В конце июня я вывел «У-230» из сухого дока и привёл её к пирсу, где необходимо было завершить переоснащение. С этого времени все наши загулы в порту прекратились. Теперь главное – подлодка, война и подготовка к неизбежному столкновению с врагом. Такова была реальность. Остальное – пустые желания и мечты.
29 июня в полдень, после того как командир вернулся с совещания высокопоставленных офицеров-подводников Западного фронта, он попросил меня зайти к нему в комнату.
– Захвати с собой Фридриха и Риделя, – добавил он. – У меня интересные новости. Через 20 минут мы были у Зигмана.
– Садитесь, господа, – обратился он к нам. – Моё сообщение займёт некоторое время.
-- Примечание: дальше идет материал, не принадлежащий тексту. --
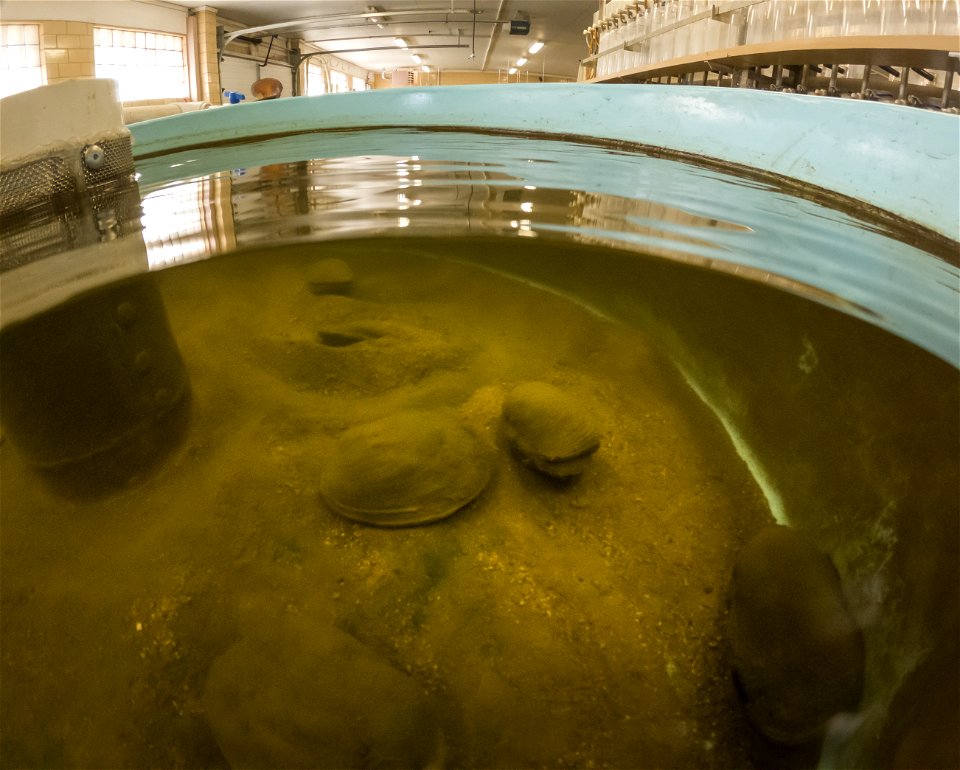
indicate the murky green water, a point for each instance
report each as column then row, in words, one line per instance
column 547, row 624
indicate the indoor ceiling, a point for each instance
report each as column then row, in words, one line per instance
column 445, row 34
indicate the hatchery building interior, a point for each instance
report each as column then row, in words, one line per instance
column 480, row 384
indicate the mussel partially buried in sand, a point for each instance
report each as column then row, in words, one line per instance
column 409, row 468
column 299, row 693
column 549, row 429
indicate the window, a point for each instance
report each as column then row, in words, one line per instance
column 146, row 65
column 20, row 67
column 316, row 84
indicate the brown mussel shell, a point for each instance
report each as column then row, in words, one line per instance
column 413, row 467
column 550, row 429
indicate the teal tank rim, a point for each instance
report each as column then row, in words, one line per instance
column 902, row 160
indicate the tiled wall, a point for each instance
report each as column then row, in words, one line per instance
column 67, row 49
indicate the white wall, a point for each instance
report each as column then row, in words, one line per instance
column 132, row 14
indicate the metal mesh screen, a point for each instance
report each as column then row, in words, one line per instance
column 60, row 202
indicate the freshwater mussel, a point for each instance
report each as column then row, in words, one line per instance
column 300, row 693
column 798, row 652
column 412, row 467
column 549, row 429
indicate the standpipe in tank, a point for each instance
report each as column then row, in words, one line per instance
column 93, row 390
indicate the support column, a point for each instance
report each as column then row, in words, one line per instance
column 208, row 64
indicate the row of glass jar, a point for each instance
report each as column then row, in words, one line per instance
column 660, row 30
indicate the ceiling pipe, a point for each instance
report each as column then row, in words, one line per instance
column 493, row 37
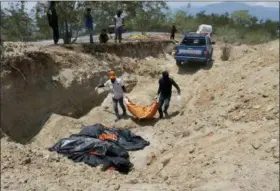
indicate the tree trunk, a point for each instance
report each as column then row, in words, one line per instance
column 66, row 35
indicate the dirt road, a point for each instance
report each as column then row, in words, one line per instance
column 222, row 135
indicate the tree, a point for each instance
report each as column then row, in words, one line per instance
column 43, row 29
column 242, row 17
column 17, row 24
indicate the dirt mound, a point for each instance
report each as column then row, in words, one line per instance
column 222, row 134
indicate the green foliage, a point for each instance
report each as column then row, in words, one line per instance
column 17, row 25
column 142, row 16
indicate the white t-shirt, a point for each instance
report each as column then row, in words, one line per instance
column 119, row 20
column 115, row 88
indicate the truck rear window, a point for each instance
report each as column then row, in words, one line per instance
column 194, row 41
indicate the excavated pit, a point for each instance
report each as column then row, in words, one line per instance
column 38, row 81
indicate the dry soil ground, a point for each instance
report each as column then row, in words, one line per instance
column 222, row 135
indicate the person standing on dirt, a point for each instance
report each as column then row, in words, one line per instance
column 117, row 89
column 164, row 92
column 53, row 21
column 119, row 19
column 103, row 37
column 173, row 31
column 89, row 24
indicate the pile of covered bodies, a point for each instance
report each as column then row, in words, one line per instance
column 98, row 145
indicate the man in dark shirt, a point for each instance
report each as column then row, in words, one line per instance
column 103, row 37
column 53, row 21
column 165, row 91
column 173, row 31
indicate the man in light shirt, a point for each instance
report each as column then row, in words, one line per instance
column 117, row 89
column 119, row 18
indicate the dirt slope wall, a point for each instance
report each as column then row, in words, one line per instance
column 38, row 81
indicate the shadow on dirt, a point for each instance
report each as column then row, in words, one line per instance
column 153, row 121
column 193, row 67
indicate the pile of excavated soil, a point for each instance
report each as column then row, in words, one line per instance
column 222, row 135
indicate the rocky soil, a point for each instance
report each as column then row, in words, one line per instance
column 222, row 135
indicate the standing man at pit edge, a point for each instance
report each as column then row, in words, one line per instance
column 117, row 91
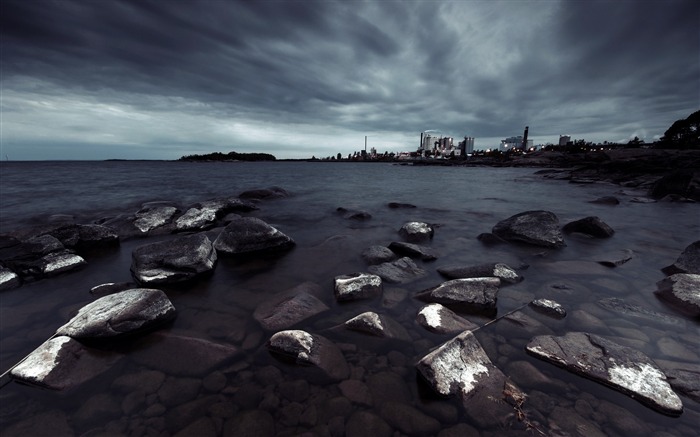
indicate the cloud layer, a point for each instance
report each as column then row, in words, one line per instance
column 153, row 79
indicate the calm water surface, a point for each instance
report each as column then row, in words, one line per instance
column 462, row 202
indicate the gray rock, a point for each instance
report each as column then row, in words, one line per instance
column 441, row 320
column 357, row 286
column 119, row 314
column 416, row 232
column 499, row 270
column 288, row 308
column 401, row 271
column 549, row 307
column 687, row 262
column 591, row 226
column 246, row 235
column 682, row 290
column 472, row 294
column 311, row 350
column 62, row 363
column 379, row 325
column 625, row 369
column 539, row 228
column 413, row 250
column 177, row 260
column 378, row 255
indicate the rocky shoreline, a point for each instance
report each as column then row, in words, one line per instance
column 458, row 368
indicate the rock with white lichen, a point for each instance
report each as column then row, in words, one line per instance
column 622, row 368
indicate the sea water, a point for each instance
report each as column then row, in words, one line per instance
column 460, row 202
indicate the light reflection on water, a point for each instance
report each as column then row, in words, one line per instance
column 463, row 202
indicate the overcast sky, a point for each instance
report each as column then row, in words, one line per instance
column 161, row 79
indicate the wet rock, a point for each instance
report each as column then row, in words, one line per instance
column 501, row 271
column 473, row 294
column 687, row 262
column 119, row 314
column 549, row 307
column 625, row 369
column 683, row 291
column 264, row 193
column 62, row 363
column 401, row 271
column 378, row 255
column 591, row 226
column 378, row 325
column 288, row 308
column 247, row 235
column 357, row 286
column 311, row 350
column 154, row 216
column 195, row 356
column 441, row 320
column 177, row 260
column 413, row 250
column 539, row 228
column 416, row 232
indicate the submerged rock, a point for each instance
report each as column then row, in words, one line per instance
column 119, row 314
column 357, row 286
column 247, row 235
column 539, row 228
column 171, row 261
column 474, row 294
column 625, row 369
column 310, row 350
column 401, row 271
column 591, row 226
column 62, row 363
column 682, row 290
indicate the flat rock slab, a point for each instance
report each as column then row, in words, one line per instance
column 441, row 320
column 247, row 235
column 305, row 349
column 120, row 314
column 539, row 228
column 171, row 261
column 286, row 309
column 401, row 271
column 62, row 363
column 472, row 294
column 501, row 271
column 357, row 286
column 622, row 368
column 683, row 291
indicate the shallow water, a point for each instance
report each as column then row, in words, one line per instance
column 463, row 202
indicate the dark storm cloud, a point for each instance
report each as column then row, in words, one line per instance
column 486, row 69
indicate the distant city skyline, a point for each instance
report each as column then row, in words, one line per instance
column 158, row 80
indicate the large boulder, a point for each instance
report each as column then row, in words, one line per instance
column 171, row 261
column 683, row 291
column 539, row 228
column 471, row 294
column 246, row 235
column 357, row 286
column 306, row 349
column 286, row 309
column 687, row 262
column 62, row 363
column 622, row 368
column 401, row 271
column 119, row 314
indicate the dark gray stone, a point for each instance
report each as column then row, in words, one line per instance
column 177, row 260
column 622, row 368
column 248, row 235
column 539, row 228
column 591, row 226
column 119, row 314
И то, что вы услышите, не следует разглашать. Штаб доверил нам особое задание. Главной целью предстоящего похода будет постановка мин у побережья Соединённых Штатов. Мы возьмём на борт 24 магнитные мины последней конструкции и установим их в Чесапикском заливе, точнее, перед базой ВМС США в Норфолке. Не нужно говорить вам об опасностях этого предприятия. Я требую, чтобы суть задания оставалась в тайне, пока мы не вышли в море. Не хотелось бы по прибытии в США обнаружить, что нас там уже поджидают. И ещё одно. Чесапикский залив слишком мелководен, чтобы позволить нашей лодке погружаться. Мы будем осуществлять минирование в надводном положении. Старпом, попрошу тебя обеспечить все необходимые навигационные карты этого района и держать их за семью замками.